Switching distros

Q I am running Ubuntu 8.10 and Windows XP on a single 80GB hard disk (50GB for Linux, the rest for Windows). I want to remove Ubuntu and install another distro (I've not decided which yet). The problem is that if I use Windows Hardware Management to wipe the Linux partitions it removes Grub and I can't load XP. If I don't do that, I'm ending up with the old swap partition floating about unused, as I don't have the skills with partitioning to deal with it. Is there a really easy method that won't waste the Swap space that I can use?

A There are a couple of ways around this. One is to boot from your Windows rescue CD (or partition) and run fixmbr from the rescue console. This restores the bootloader to the default Windows setup, making Grub unnecessary. Alternatively, you can simply run your new distribution's installer without changing anything. When you get to the partitioning section of the installation, tell it to use your existing root and swap partitions, and your existing /home partition if you have one. Let it reformat the root partition but not /home. It will then reinstall Grub, set up to dual boot your new distro and Windows.
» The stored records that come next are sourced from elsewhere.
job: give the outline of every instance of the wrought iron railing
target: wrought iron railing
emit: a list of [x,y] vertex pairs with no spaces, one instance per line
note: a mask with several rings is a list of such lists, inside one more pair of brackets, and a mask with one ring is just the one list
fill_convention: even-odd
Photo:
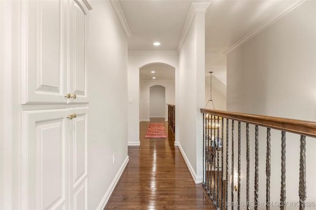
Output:
[[172,104],[168,104],[168,124],[172,133],[175,130],[176,107]]
[[[271,133],[272,129],[278,130],[281,132],[281,167],[279,202],[278,207],[281,210],[286,208],[286,180],[285,180],[285,154],[286,132],[298,134],[300,138],[299,180],[298,203],[300,210],[305,209],[306,205],[306,137],[316,138],[316,122],[271,117],[255,115],[223,112],[205,109],[200,109],[203,114],[203,182],[202,184],[209,198],[213,201],[217,209],[232,210],[237,207],[239,210],[241,207],[243,209],[250,209],[253,207],[257,210],[260,206],[259,196],[259,145],[260,127],[266,128],[266,165],[264,169],[266,173],[266,198],[265,207],[270,210],[272,202],[270,198],[271,180]],[[237,125],[235,124],[237,122]],[[245,136],[241,136],[241,123],[245,124]],[[254,137],[250,138],[249,125],[254,126]],[[244,126],[245,125],[245,126]],[[235,126],[238,128],[237,133],[237,158],[235,157]],[[224,129],[226,128],[226,129]],[[230,128],[231,128],[230,130]],[[254,200],[250,201],[250,147],[252,139],[254,141]],[[244,206],[241,204],[241,141],[245,141],[245,161],[246,174],[245,175],[246,201]],[[262,141],[262,139],[261,139]],[[316,148],[315,148],[316,149]],[[230,156],[229,154],[231,155]],[[237,184],[234,183],[235,163],[237,159]],[[229,163],[231,164],[230,169]],[[262,171],[262,168],[260,168]],[[231,177],[229,177],[231,174]],[[314,179],[314,178],[313,178]],[[229,184],[229,181],[230,182]],[[230,189],[229,189],[230,185]],[[274,190],[276,189],[274,187]],[[237,196],[235,193],[237,192]],[[228,201],[228,197],[230,200]],[[234,202],[234,197],[237,201]],[[270,204],[270,205],[269,205]],[[315,204],[314,204],[314,205]],[[262,206],[261,206],[262,207]],[[315,206],[314,206],[315,207]],[[316,209],[316,207],[315,207]]]

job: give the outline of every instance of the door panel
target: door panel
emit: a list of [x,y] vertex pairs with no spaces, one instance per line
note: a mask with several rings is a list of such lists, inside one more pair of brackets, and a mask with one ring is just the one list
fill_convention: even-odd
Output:
[[77,98],[72,98],[71,103],[87,102],[86,30],[86,12],[78,1],[72,0],[71,14],[71,94],[76,94]]
[[88,207],[87,200],[87,180],[79,186],[75,190],[74,194],[74,210],[86,210]]
[[22,209],[68,208],[68,112],[23,113]]
[[70,188],[73,200],[72,209],[86,209],[87,181],[88,107],[71,109],[76,114],[71,121],[70,150]]
[[[84,110],[82,112],[83,110]],[[75,109],[77,117],[73,121],[74,187],[87,175],[87,118],[85,110]]]
[[22,104],[67,102],[64,4],[22,1]]

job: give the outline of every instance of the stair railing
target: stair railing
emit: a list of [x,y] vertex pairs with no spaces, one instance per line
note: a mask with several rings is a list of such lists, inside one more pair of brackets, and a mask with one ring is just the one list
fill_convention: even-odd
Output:
[[[266,128],[266,201],[265,205],[267,210],[270,210],[273,204],[271,194],[271,133],[272,129],[278,130],[281,132],[281,166],[279,202],[278,207],[281,210],[285,210],[287,204],[286,200],[286,135],[287,132],[298,134],[300,141],[299,160],[299,180],[298,193],[298,207],[304,210],[306,206],[315,206],[316,204],[306,202],[306,137],[316,138],[316,122],[285,118],[276,118],[239,113],[224,112],[214,110],[201,109],[203,114],[203,182],[202,184],[209,198],[213,201],[218,210],[228,209],[233,210],[237,207],[238,210],[242,207],[249,210],[254,207],[256,210],[262,207],[258,199],[259,196],[259,146],[260,127]],[[237,123],[235,124],[235,121]],[[225,123],[226,122],[226,123]],[[245,136],[241,136],[241,123],[245,124]],[[254,126],[254,138],[249,137],[249,125]],[[237,127],[237,157],[235,157],[235,127]],[[224,127],[226,129],[224,130]],[[230,128],[231,128],[230,130]],[[241,203],[241,140],[245,141],[246,175],[245,202]],[[262,140],[261,139],[261,140]],[[254,179],[253,185],[254,200],[250,201],[250,143],[254,141]],[[251,142],[252,143],[252,142]],[[224,143],[224,144],[223,144]],[[225,144],[225,147],[223,145]],[[231,154],[230,157],[229,154]],[[237,159],[237,160],[236,160]],[[225,164],[224,164],[225,159]],[[235,176],[234,161],[237,160],[237,178]],[[230,168],[229,161],[231,164]],[[261,170],[261,171],[262,170]],[[229,174],[231,174],[229,177]],[[234,183],[237,178],[237,183]],[[313,179],[315,179],[313,178]],[[229,189],[229,180],[231,188]],[[275,190],[274,187],[274,190]],[[237,201],[234,202],[234,195],[237,192]],[[230,195],[229,194],[230,194]],[[230,196],[231,201],[228,198]],[[314,205],[314,206],[312,206]]]

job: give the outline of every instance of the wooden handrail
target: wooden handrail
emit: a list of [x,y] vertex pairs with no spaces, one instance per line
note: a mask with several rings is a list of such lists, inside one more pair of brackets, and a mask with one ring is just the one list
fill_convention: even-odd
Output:
[[316,137],[316,122],[206,109],[200,109],[200,112],[264,127]]

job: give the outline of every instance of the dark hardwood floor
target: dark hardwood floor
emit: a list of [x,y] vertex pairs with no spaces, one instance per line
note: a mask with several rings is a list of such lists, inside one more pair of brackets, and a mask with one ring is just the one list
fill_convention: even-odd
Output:
[[128,147],[129,162],[105,209],[215,209],[194,181],[164,124],[167,139],[145,139],[149,122],[140,122],[140,146]]

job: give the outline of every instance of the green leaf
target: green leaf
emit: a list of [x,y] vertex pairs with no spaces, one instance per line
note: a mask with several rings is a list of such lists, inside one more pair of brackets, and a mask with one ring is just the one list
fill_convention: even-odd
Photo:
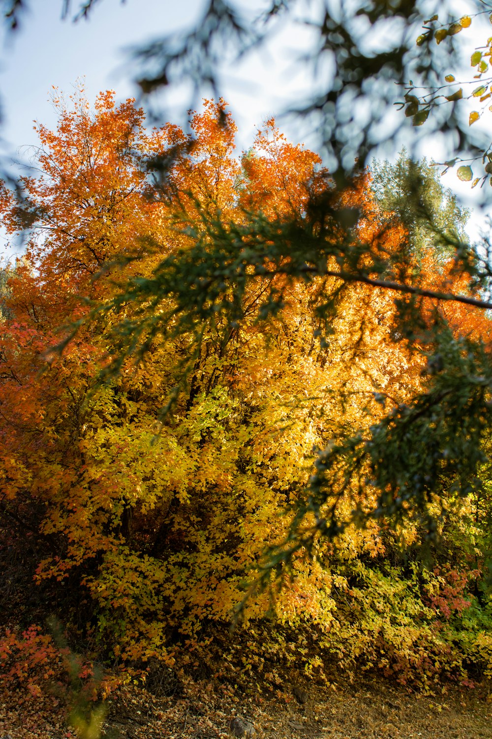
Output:
[[412,123],[414,126],[422,126],[428,118],[429,110],[419,110],[418,113],[414,115]]
[[461,180],[465,183],[470,182],[474,176],[473,170],[470,166],[458,167],[458,171],[456,174],[458,176],[458,180]]
[[474,51],[471,55],[471,66],[477,67],[477,65],[478,64],[478,63],[480,61],[481,59],[482,59],[482,52]]

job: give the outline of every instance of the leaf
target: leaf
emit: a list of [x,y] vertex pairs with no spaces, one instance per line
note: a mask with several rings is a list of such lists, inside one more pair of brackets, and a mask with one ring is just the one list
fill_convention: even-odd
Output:
[[429,109],[419,110],[418,113],[414,115],[412,123],[414,126],[422,126],[423,123],[425,123],[428,118]]
[[462,182],[465,182],[465,183],[470,182],[470,180],[474,176],[471,167],[468,166],[458,167],[458,171],[456,174],[458,177],[458,180],[461,180]]
[[405,115],[409,118],[411,115],[415,115],[418,112],[418,103],[410,103],[405,108]]
[[449,101],[450,103],[454,103],[457,100],[461,100],[462,97],[463,89],[462,87],[460,87],[459,90],[457,90],[456,92],[453,92],[452,95],[446,95],[446,99]]

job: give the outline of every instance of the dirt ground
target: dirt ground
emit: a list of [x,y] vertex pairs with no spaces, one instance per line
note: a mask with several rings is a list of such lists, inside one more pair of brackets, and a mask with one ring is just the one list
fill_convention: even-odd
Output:
[[[438,697],[381,680],[365,680],[357,687],[342,682],[301,687],[307,692],[304,704],[294,696],[292,686],[262,696],[261,690],[246,695],[231,686],[203,683],[168,697],[125,687],[109,701],[101,739],[226,739],[232,736],[235,718],[250,722],[256,739],[492,739],[489,686],[448,688]],[[22,702],[4,695],[0,739],[75,736],[52,698]]]

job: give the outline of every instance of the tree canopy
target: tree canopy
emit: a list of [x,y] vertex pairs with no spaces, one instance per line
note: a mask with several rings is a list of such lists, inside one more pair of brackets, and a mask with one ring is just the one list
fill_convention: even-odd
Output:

Most distro's installers are quite sophisticated in their approach to partitioning, so provided you check what it's going to do before you commit anything to disk, this is generally the best way to approach partitioning problems. Most installers use parted to perform the partitioning (the same program used by most Linux graphical partitioning tools), so there's really no advantage in trying to second guess the system, especially if you're perfectly happy with your existing partition layout.